Step 7: Prepare Patient for Referral

Attempt to place a urethral catheter. If unsuccessful, determine whether the patient can be referred without catheterization and whether decompressive cystocentesis is needed.

Author Insight

Urethral Catheterization Prior to Referral (Preferred)

Cats should ideally be unblocked via placement of a urethral catheter prior to referral for 24-hour hospitalization and monitoring, especially cats that are hyperkalemic at presentation. Patients should be transferred with the urinary catheter and collection bag.

Referral Without Urethral Catheterization

If the referral clinic is ≤2 hours away and the cat is not hypotensive, bradycardic, or hyperkalemic, the patient may be referred without catheterization if catheterization is unsuccessful, thus avoiding potential complications of decompressive cystocentesis (eg, uroabdomen, trauma to the bladder wall).
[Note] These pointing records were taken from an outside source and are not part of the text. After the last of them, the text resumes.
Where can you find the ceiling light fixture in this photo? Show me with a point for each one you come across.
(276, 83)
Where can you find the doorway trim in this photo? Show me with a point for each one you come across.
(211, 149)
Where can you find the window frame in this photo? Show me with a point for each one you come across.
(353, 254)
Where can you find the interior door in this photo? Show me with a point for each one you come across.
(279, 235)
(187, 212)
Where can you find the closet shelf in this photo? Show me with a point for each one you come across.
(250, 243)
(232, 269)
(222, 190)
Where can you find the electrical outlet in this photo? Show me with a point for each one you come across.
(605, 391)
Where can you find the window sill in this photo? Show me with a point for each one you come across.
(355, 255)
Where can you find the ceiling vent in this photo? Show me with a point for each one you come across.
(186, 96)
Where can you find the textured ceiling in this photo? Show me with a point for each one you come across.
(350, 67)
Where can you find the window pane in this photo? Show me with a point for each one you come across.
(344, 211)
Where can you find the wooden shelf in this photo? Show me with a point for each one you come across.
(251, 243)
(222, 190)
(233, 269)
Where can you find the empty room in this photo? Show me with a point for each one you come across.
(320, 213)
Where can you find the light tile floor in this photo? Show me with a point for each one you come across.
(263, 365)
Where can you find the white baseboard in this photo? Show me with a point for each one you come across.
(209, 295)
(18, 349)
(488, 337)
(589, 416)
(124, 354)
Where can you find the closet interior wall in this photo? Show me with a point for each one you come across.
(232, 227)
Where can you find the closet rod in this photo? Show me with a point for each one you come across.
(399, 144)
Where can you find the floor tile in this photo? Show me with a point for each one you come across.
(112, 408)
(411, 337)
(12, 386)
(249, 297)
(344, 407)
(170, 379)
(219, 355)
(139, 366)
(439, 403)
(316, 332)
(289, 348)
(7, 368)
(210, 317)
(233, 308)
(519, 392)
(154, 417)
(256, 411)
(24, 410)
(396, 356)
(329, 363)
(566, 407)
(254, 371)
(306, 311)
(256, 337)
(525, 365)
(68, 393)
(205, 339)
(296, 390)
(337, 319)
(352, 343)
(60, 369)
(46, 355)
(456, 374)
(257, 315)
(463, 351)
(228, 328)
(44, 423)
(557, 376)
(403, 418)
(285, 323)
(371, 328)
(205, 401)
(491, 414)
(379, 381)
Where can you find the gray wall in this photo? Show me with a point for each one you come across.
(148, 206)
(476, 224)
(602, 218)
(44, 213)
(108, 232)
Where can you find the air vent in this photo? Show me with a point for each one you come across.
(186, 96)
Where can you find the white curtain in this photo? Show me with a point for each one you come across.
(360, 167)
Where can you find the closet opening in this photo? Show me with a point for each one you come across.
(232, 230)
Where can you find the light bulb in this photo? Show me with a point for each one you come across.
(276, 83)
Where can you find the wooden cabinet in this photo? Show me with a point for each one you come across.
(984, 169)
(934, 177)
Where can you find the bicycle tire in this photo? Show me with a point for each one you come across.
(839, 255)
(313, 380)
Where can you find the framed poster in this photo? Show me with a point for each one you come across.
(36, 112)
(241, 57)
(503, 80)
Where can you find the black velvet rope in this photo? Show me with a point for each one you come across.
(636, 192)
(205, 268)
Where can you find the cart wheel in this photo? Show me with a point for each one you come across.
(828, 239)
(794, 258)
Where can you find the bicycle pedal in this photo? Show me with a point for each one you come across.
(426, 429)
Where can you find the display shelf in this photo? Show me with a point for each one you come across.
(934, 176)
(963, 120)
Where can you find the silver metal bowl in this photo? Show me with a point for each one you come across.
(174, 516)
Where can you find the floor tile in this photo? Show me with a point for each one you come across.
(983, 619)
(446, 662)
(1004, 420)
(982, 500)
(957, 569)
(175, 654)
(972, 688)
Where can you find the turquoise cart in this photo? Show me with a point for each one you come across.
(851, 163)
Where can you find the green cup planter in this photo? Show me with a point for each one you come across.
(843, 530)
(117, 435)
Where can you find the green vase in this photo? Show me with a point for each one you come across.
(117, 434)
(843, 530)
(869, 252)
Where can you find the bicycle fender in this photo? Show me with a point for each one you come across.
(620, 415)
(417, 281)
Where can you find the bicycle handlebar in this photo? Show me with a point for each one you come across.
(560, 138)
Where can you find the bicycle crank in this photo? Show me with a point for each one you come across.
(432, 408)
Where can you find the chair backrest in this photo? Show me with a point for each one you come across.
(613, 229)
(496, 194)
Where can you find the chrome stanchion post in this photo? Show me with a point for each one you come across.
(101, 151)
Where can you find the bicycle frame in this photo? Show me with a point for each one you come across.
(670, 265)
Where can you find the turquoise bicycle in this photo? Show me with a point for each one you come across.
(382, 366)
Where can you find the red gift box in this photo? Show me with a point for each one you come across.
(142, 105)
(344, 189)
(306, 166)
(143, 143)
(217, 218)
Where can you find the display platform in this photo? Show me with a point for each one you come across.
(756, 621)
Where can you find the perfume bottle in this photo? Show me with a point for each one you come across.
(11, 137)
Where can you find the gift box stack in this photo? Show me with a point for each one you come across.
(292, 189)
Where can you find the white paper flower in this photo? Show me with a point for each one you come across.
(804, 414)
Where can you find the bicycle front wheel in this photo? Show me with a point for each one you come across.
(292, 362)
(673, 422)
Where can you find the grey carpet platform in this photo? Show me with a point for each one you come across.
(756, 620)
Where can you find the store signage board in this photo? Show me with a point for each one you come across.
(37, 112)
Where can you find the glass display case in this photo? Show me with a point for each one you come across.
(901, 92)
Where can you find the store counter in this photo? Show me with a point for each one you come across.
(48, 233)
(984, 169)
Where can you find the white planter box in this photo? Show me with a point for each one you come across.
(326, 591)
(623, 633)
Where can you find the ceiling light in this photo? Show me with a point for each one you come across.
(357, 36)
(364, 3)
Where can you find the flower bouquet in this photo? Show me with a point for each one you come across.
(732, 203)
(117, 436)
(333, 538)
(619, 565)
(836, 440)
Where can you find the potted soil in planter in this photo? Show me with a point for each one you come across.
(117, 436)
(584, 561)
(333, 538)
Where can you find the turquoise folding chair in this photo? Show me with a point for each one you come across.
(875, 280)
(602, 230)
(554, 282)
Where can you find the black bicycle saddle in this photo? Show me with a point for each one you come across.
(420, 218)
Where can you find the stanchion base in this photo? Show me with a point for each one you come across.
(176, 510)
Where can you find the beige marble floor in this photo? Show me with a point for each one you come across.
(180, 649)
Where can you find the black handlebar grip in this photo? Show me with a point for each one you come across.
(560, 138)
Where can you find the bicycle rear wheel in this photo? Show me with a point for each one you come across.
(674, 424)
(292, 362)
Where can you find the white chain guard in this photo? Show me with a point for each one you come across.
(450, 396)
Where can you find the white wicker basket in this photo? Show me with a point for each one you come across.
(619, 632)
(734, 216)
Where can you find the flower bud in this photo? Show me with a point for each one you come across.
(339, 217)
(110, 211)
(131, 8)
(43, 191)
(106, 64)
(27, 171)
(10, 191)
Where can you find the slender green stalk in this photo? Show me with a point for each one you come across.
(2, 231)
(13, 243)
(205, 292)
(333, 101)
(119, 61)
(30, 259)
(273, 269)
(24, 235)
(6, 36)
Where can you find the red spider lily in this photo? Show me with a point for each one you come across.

If pain medications were not previously administered as part of IV or urethral catheterization attempts, an opioid pain medication can be administered (see Step 2).

Decompressive Cystocentesis Prior to Referral

If the referral clinic is >2 hours away or the cat was hypotensive, bradycardic, and/or hyperkalemic at presentation, decompressive cystocentesis should be performed to maintain patient stability during transit (see Step-by-Step: Decompressive Cystocentesis). Pet owners should be informed of risk for bladder trauma and/or uroabdomen with decompressive cystocentesis. Uroabdomen is typically identified by the referral clinic prior to urethral catheterization or after manipulating a damaged bladder during urethral catheterization.